Britain’s Liberty House, the industrials and commodities group that has been snapping up troubled steel plants around the world is one of only two bidders remaining for Arrium, a steel company, with mining and distribution arms that fell on hard times after using debt to expand, according to the sources.
A spokeswoman for Liberty House declined to comment.
The other bidder is Seoul-based Newlake Alliance Management, comprising former executives of private equity giant Blackstone, which is looking to employ Finex technology under licence from Korean steel group Posco, one of the sources said.
Newlake could not be reached for comment.
Arrium collapsed in April 2016 with A$2.8 billion ($2.1 billion) in debt after creditors rejected a $927 million bailout proposal by private equity group GSO Capital Partners that would have paid no more than 55 cents on the dollar on their claims.
The creditors’ committee includes Australian lenders Commonwealth Bank, National Australia Bank, Westpac and ANZ Bank, which are owed a combined A$1 billion.
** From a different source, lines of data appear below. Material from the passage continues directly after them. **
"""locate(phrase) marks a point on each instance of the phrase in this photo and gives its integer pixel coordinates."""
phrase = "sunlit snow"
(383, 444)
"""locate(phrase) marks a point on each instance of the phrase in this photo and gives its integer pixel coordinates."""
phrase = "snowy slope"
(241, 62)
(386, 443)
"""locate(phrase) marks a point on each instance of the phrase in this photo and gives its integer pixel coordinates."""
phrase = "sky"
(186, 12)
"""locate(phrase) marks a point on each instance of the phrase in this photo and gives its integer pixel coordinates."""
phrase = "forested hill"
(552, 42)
Arrium’s U.S.-based Moly-Cop division, regarded as the jewel in the company, was sold to private equity firm American Industrial Partners for $1.23 billion in November.
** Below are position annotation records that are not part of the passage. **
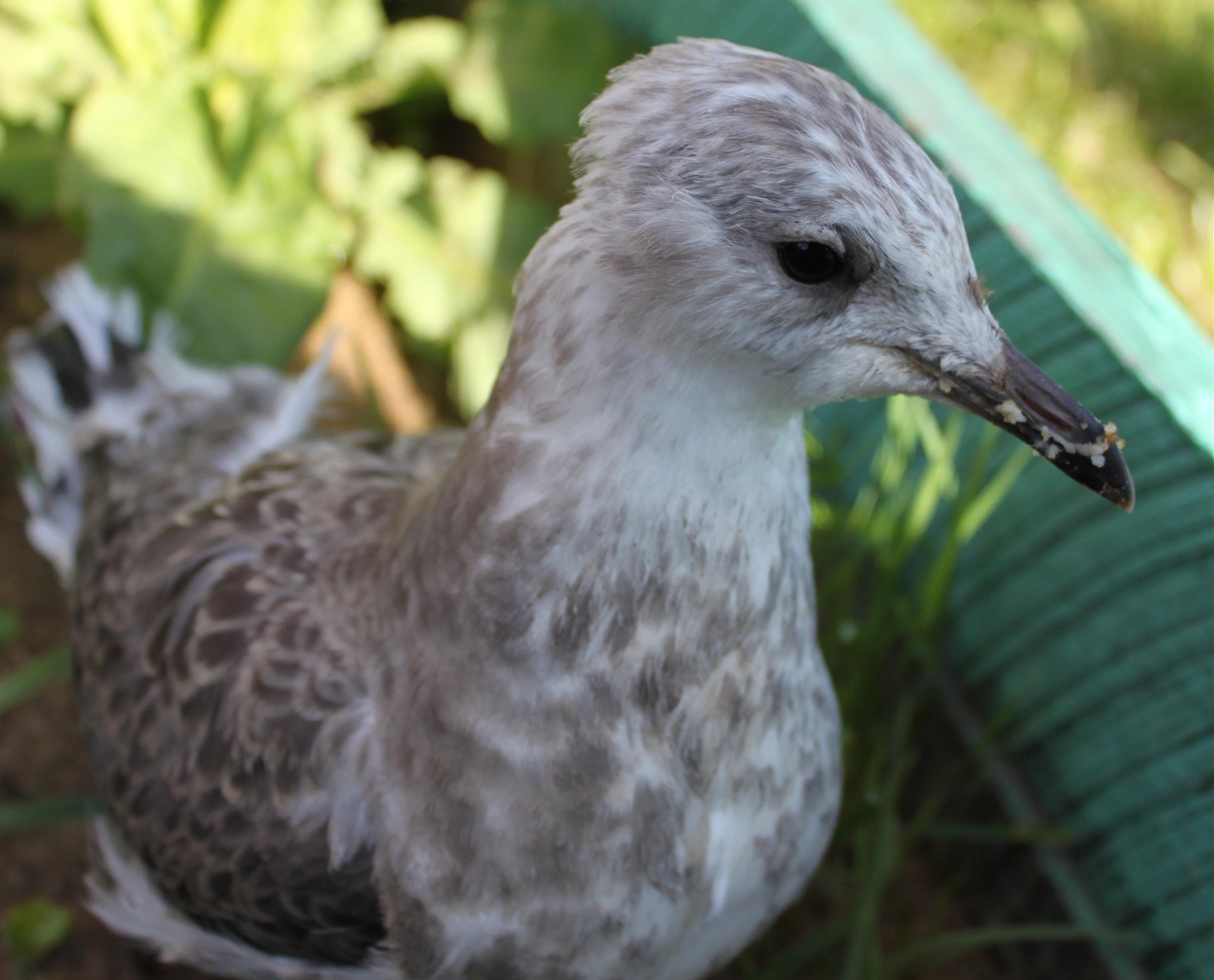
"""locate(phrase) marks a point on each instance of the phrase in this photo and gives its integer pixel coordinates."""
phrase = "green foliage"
(884, 555)
(40, 673)
(34, 929)
(219, 156)
(530, 70)
(34, 815)
(1116, 96)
Since the collapse, the company has been run by financial administrators KordaMentha, which is overseeing the sales process.
A spokesman for KordaMentha declined to comment
One source close to the bidding said it could be several weeks before the offers were fully assessed but that creditors were anxious to have a determination by the end of June in order to start the 2017-18 financial year afresh.
Liberty House, which operates together with energy and commodities business SIMEC under the $9.4 billion Gupta Family Group (GFG) Alliance, hit the headlines last year when it offered to rescue steel plants owned by Tata Steel UK that were on the verge of shutdown. Liberty has since bought an aluminium smelter in Scotland and a steel plant in the United States.
Arrium’s main asset is the 76-year-old Whyalla steel mill, which almost seized up after a powerful storm cut power, leaving molten steel to cool in its blast furnace.
Arrium used debt to expand iron ore production during the mining boom of the last decade. But slowing Chinese demand and a over-production by majors Rio Tinto and BHP Billiton resulted in a collapse in iron ore and steel prices.
The South Australian state government has pledged A$50 million to a new owner of the Whyalla steelworks to help upgrade the plant.